Change all default passwords:

And most importantly, make sure you change the default passwords on new hardware devices such as Routers and Wi-Fi terminals. Factory-set default passwords that are left unchanged on internet capable and internet gateway devices are especially open to being accessed from the outside world. In 2012, “several hundred thousand unprotected devices” were utilized by the “Carna Internet Census” to show just how many devices still had their default passwords in place.

Password Overload:

According to the GCHQ guide, most people typically have to remember around 20 different passwords. As a result most people suffer from “Password Overload.” They have to remember too many passwords. Being forced to change them periodically may do  more harm than good. The reason? Regular password changes have only minor benefits.

“Stolen passwords are generally exploited immediately,” negating the benefits of changing passwords regularly. GCHQ also make the valid point, that when people choose new passwords, they tend to just be a minor variant on the old one, e.g. Password 1 will become Password 2. This is an example. Don’t use ‘Password’ as part of your password, ever. If you do, please stop reading this now, and go change your password to something else.

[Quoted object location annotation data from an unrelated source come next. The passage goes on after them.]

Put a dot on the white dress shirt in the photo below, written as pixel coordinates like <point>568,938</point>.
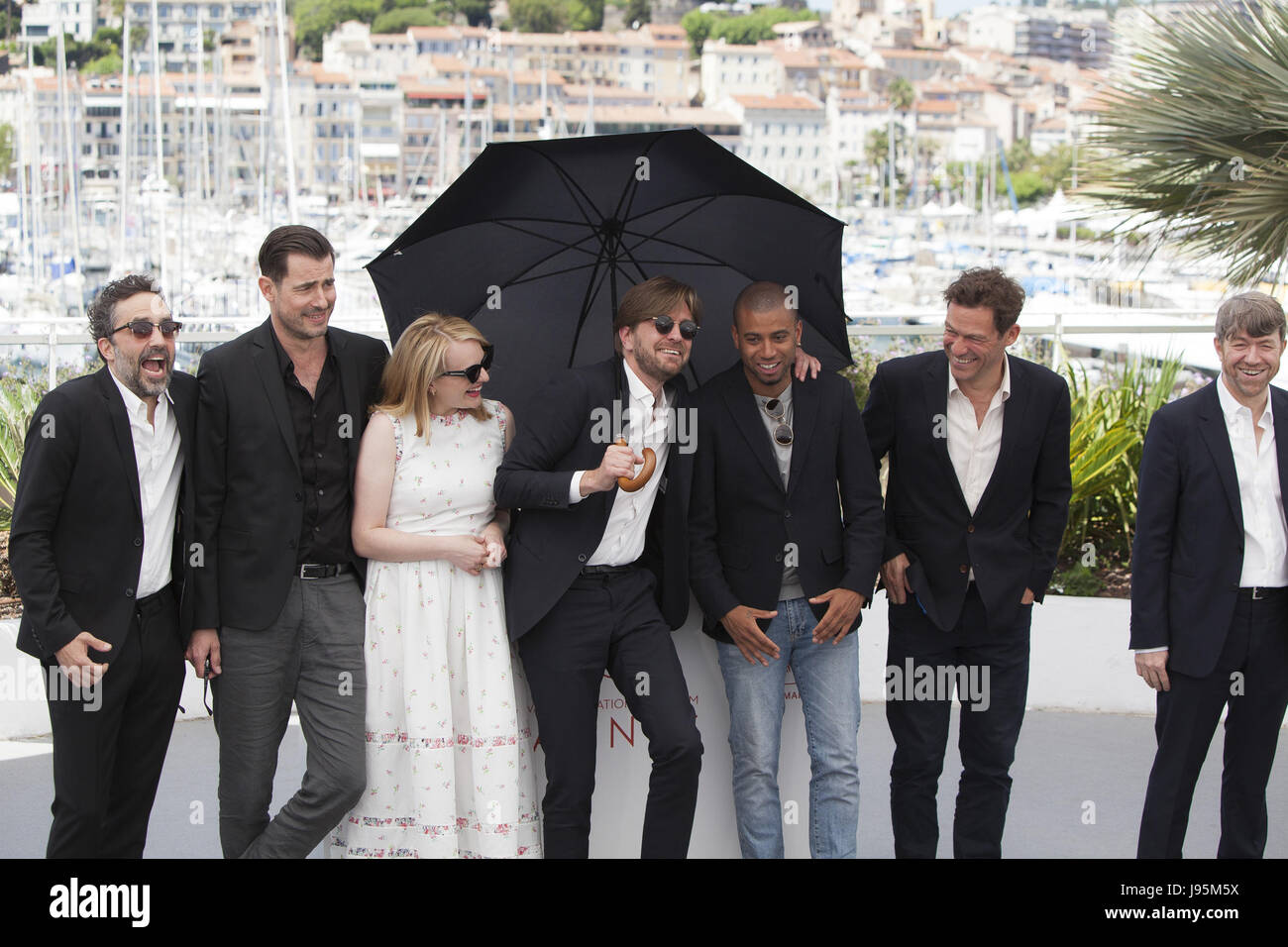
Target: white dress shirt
<point>647,427</point>
<point>160,464</point>
<point>1265,534</point>
<point>974,447</point>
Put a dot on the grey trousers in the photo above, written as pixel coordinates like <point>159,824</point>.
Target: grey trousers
<point>312,655</point>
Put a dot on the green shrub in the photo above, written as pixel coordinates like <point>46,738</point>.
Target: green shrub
<point>18,402</point>
<point>1076,581</point>
<point>1106,440</point>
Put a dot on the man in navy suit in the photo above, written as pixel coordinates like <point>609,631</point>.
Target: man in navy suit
<point>975,510</point>
<point>1210,583</point>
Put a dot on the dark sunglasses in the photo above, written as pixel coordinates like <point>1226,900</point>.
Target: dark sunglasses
<point>473,372</point>
<point>142,329</point>
<point>688,329</point>
<point>774,408</point>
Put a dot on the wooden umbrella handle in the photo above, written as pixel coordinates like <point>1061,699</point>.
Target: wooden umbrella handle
<point>631,483</point>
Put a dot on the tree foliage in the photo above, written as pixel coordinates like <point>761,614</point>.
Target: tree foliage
<point>639,12</point>
<point>316,20</point>
<point>540,16</point>
<point>107,42</point>
<point>741,31</point>
<point>398,20</point>
<point>1197,137</point>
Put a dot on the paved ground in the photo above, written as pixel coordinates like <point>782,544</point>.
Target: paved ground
<point>1080,781</point>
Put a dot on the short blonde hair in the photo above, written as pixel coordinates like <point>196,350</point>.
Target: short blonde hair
<point>1253,313</point>
<point>420,357</point>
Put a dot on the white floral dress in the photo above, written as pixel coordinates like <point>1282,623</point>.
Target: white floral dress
<point>449,732</point>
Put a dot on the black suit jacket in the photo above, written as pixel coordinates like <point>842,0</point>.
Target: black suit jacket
<point>250,491</point>
<point>550,539</point>
<point>1188,552</point>
<point>76,544</point>
<point>742,518</point>
<point>1014,538</point>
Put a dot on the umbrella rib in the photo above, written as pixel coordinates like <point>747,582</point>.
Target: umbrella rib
<point>570,184</point>
<point>563,244</point>
<point>591,292</point>
<point>519,279</point>
<point>648,237</point>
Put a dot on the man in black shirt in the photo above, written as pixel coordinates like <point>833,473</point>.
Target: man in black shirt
<point>278,587</point>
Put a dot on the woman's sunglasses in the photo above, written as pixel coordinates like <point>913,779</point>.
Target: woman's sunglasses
<point>473,372</point>
<point>688,329</point>
<point>142,329</point>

Don’t store Passwords in plain text or .Doc files:

Rather, they should be encrypted using a password manager, which in itself is only as good as the encryption software that comes with it. A password manager of course requires a password as well to access it, which is another password to remember. But should your device or information be compromised on one device, at least all your other accounts will be protected. It goes without saying that Filehippo.com does of course have a range of free, virus and malware checked, password managers available to help you. [Warning: That was a shameless plug.]

Password Strength Meters aren’t all that helpful:

Yes, they do help “steer” users away from the weakest of passwords, but they don’t account for factors that can also make passwords weak; such as using the names of children, or other personal information that can make passwords insecure. For example, using Oliver as part of a password, but changing the O for a zero may fool a password meter, but an experienced hacker will know to look for that sort of change. In short, password meters don’t check for predictability. GCHQ also recommend having a blacklist of the most common password choices.

So should you trust their advice?

I am conflicted. I am no conspiracy theorist, but I am reminded of the following saying: “Do not judge a tree, by the fruit it talks about, but by the fruit it bears.” Now, as much as I want to write that you shouldn’t pay credence to GCHQ’s advice, most of it does make sense. So it’s probably a good idea to at least read and follow some of it.

Poor password creation and storage are one of the main culprits when it comes to data breaches and hacking, as hackers will take advantage of any opportunity they can get. But it’s food for thought anyway. Still, even if GCHQ’s guide is full of good advice, I couldn’t really blame you, if you chose not to heed their warnings.